Rachel - one of the things that struck me about this book was that as a reviewer, there was so much to say about it, more than I had the space for. I really could have written pages of response. One small comment that I didn't manage to get in: you mention in the introduction that, without doing a tally, it would seem like most of Australia's best known female artists have been childless. I found myself wondering about the post-war Aust. generation - people like Dorrit Black and Thea Proctor in particular. As Drusilla Modjeska writes, there's a correlation between the flowering of female artistic talent in the 30s-40s (in literature too) and a generation of men broken by war. Many women didn't get married or have children because their husbands and lovers had been killed or maimed. I suspect that it is still difficult for most women artists to avoid painful situations relating to love and fertility whether or not they end up having children. I would be interested to know if people are aware of comparable histories of male artists experiencing suffering to do with having or not having children.
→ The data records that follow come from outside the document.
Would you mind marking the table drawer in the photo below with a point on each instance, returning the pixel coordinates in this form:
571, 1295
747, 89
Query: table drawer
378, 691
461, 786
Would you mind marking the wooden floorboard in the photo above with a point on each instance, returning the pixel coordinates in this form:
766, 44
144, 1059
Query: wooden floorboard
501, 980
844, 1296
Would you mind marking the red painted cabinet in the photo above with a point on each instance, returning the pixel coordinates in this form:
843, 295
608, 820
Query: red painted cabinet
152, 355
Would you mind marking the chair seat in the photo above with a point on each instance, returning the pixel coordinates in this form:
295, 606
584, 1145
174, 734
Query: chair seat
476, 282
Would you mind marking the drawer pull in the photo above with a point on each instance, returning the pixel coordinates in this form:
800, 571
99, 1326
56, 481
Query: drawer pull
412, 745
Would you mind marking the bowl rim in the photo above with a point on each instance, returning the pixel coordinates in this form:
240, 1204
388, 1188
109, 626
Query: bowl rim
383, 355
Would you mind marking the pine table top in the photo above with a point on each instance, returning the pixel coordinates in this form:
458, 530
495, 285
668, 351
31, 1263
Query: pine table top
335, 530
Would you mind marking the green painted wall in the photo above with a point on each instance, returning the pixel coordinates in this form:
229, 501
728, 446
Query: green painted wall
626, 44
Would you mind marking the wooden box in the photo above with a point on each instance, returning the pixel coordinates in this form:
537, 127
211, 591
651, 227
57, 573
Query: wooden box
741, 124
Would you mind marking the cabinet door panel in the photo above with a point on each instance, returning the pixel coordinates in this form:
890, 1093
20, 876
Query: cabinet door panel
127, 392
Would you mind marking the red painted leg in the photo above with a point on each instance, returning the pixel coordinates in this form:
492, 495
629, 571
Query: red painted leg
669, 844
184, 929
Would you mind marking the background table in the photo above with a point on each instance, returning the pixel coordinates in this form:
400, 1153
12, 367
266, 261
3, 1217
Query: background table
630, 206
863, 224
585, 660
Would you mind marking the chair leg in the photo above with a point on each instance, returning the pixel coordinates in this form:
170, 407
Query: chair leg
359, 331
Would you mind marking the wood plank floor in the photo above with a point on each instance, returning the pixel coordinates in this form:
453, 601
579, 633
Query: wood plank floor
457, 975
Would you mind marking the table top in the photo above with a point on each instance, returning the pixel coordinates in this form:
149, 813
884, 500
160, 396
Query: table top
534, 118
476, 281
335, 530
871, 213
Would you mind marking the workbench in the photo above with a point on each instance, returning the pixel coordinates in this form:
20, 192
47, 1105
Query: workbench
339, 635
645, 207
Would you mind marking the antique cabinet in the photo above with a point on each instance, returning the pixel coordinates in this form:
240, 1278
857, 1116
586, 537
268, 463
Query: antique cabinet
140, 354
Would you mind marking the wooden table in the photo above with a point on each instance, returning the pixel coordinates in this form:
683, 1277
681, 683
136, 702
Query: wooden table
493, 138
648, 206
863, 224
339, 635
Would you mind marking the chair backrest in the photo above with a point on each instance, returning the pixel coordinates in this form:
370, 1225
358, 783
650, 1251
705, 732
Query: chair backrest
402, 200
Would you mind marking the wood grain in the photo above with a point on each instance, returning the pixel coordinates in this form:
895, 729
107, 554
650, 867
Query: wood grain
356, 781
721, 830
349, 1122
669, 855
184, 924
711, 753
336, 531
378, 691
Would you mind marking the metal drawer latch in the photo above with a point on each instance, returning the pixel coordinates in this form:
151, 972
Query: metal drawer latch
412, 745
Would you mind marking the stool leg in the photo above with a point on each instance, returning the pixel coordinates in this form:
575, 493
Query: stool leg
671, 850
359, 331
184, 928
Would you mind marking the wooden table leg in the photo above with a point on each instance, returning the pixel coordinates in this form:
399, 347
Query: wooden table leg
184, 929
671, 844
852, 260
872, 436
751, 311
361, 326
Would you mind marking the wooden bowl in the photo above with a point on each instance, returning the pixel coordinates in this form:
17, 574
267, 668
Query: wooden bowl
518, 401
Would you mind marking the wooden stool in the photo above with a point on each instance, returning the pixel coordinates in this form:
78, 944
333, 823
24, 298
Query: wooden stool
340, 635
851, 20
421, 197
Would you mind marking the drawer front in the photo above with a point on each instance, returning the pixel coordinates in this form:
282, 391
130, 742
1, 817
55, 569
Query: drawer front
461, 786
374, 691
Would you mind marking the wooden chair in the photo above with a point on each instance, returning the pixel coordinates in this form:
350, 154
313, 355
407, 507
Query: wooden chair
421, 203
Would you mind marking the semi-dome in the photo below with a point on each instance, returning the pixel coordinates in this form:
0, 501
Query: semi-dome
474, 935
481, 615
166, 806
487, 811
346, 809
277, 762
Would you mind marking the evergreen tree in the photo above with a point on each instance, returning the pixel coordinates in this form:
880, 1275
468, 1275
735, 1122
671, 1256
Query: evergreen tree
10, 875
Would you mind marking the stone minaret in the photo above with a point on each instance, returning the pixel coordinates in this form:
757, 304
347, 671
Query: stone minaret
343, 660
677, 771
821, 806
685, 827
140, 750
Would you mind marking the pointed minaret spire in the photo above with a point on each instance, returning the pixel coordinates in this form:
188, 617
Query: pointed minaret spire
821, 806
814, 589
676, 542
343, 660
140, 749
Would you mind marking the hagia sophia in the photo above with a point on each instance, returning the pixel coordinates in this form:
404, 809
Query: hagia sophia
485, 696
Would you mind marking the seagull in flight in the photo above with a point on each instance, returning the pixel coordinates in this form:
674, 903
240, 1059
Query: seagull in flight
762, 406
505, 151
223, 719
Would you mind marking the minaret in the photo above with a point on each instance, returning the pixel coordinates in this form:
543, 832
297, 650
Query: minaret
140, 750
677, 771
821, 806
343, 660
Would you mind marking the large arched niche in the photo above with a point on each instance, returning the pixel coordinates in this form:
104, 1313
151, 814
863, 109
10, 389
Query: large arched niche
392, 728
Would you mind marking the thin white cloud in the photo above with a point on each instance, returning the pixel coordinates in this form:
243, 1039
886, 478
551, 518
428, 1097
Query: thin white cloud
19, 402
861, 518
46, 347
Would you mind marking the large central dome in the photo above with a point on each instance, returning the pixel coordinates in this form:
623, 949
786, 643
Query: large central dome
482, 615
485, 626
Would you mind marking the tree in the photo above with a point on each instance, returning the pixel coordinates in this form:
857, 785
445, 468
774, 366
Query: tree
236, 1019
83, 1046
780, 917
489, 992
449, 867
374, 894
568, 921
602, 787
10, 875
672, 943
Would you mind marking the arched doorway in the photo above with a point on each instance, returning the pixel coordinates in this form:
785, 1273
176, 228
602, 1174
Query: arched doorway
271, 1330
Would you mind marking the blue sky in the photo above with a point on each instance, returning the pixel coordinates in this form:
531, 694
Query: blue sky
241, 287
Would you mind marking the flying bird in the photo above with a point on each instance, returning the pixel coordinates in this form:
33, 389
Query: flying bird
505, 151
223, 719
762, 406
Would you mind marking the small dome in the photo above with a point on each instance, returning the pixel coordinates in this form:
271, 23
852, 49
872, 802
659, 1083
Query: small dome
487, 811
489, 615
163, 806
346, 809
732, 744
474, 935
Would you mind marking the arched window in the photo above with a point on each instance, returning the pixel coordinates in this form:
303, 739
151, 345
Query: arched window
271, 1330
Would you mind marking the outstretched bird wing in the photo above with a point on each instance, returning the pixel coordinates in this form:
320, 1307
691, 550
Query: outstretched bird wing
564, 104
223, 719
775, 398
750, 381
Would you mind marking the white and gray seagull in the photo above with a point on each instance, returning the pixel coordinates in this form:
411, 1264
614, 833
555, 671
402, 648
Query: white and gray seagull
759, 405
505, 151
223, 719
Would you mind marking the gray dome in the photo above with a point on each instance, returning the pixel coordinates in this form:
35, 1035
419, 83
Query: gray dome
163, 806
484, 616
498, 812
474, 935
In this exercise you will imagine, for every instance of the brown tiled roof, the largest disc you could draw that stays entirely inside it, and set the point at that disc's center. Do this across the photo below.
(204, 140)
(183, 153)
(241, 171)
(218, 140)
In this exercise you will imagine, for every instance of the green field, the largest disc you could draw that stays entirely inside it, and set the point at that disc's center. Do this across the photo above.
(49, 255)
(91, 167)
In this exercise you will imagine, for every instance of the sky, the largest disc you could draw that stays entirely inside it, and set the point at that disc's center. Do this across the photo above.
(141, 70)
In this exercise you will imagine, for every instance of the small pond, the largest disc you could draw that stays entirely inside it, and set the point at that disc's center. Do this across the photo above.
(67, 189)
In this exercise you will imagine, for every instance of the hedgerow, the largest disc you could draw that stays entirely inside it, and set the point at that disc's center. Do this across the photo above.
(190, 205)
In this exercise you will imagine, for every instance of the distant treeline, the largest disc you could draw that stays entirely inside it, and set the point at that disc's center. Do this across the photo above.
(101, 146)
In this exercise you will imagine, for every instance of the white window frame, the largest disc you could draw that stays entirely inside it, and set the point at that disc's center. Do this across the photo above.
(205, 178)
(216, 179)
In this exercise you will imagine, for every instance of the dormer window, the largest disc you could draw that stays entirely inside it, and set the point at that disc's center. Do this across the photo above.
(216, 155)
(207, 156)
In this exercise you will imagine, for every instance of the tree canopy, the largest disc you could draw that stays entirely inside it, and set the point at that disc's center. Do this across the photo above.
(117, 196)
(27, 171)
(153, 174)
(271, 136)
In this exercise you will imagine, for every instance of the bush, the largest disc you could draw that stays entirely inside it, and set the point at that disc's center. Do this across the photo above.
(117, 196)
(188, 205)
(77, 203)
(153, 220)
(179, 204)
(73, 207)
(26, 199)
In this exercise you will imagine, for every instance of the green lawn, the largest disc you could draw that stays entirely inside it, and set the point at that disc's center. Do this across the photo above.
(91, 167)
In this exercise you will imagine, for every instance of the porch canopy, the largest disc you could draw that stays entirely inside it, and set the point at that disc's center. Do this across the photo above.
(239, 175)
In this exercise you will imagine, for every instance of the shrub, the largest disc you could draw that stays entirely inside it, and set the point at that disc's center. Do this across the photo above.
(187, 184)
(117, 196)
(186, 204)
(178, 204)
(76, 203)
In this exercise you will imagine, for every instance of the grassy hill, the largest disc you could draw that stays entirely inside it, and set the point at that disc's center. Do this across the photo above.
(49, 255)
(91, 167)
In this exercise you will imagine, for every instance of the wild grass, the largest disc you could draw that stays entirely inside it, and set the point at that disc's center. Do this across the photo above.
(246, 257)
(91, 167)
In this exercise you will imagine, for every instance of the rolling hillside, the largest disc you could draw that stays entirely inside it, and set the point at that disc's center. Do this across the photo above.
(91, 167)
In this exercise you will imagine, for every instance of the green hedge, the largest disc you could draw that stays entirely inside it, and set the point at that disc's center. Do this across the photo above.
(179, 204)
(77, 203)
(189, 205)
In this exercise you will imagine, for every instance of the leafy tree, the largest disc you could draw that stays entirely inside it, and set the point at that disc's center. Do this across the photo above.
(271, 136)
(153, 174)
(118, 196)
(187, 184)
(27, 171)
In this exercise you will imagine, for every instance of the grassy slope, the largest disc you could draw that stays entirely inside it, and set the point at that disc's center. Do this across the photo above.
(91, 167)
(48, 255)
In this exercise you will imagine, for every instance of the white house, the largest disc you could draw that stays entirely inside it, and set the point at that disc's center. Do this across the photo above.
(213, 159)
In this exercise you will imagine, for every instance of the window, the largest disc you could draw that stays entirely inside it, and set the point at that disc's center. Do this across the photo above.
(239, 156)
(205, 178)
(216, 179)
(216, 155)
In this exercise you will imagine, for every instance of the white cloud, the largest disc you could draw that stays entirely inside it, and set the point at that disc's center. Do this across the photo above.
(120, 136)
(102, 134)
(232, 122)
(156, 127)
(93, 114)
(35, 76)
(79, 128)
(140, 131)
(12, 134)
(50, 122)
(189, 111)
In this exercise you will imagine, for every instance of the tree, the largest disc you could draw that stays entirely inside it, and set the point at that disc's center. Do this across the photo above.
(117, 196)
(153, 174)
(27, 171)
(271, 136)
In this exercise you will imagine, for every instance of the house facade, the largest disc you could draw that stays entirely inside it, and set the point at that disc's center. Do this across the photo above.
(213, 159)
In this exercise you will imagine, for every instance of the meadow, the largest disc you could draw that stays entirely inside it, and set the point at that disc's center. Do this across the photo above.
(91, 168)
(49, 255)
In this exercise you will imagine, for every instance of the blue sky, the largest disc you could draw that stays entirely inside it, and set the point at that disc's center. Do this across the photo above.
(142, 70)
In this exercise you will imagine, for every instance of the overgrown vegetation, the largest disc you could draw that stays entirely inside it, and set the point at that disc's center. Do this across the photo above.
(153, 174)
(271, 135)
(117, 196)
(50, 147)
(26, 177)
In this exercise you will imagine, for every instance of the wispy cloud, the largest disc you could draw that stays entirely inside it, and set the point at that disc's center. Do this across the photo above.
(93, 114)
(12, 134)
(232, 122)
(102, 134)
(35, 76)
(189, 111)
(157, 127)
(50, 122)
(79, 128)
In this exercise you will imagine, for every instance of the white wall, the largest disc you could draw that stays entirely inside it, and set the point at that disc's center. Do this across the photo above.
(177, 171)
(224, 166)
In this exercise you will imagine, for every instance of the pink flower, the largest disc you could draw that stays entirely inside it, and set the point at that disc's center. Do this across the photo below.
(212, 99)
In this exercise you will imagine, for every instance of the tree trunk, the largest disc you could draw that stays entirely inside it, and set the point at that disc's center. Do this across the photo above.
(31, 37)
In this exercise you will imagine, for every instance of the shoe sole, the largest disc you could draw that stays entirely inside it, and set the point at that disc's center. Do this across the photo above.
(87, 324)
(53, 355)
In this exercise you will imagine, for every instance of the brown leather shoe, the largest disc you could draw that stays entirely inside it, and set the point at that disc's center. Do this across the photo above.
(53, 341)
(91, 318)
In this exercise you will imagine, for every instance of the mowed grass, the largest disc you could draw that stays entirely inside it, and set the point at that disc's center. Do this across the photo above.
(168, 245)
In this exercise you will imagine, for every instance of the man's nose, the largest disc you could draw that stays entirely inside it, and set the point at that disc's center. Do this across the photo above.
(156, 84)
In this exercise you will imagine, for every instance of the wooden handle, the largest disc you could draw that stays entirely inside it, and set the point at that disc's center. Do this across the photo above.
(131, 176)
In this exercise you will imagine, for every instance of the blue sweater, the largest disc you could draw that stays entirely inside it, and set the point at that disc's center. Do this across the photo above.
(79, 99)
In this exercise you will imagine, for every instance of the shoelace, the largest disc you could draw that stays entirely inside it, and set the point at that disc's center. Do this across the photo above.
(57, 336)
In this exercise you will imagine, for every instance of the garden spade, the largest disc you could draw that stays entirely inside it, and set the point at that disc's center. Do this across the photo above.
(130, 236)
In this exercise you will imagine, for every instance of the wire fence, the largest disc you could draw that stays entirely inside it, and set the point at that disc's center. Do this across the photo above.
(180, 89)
Anyway, there's so much to say. I loved this book, so my heartfelt thanks for writing it. I hope my review does it justice because the writing of it got cut short by, you guessed it . . . picking up the kids.
all good wishes, Rachel Cunneen
Rachel, thank you so much for your comments and sorry that I didn't see this message earlier. I worked for The Canberra Times for six years, so it would be lovely if they an a review.
I agree there would have been very complex reasons why women of that era didn't marry or have children, the war playing a significant part. Interestingly, my previous book was about an modernist artist, Alison Rehfisch, who left her husband and young daughter to move to England, where you essentially needed to make it as an artist in order to be taken seriously anywhere. So many things have changed that mean women now don't have to make such stark choices about the course of their lives. Though, as you say, women continue to have to make painful choices about their emotional lives--and I suspect artists are inclined to question their choices deeply.
As you say, many men's artistic careers were cut short by war--while women's working lives blossomed. I think there would be so many fascinating stories about male artists' lives in relation to negotiating their other 'responsibilities', including family and the pressure to be chief breadwinners. I am reading the biography of Assia Wevill (the woman Ted Hughes left Sylvia Plath for)--certainly his life is a fascinating look at the situation for a male artist/sole father (and interesting to compare to, say, painter Stella Bowen's life as a single mother/artist around the same time). Her book 'Drawn From Life' is well worth a read!
Anyway, thank you so much for your positive feedback and for penning a review, Rachel--I very much look forward to reading it!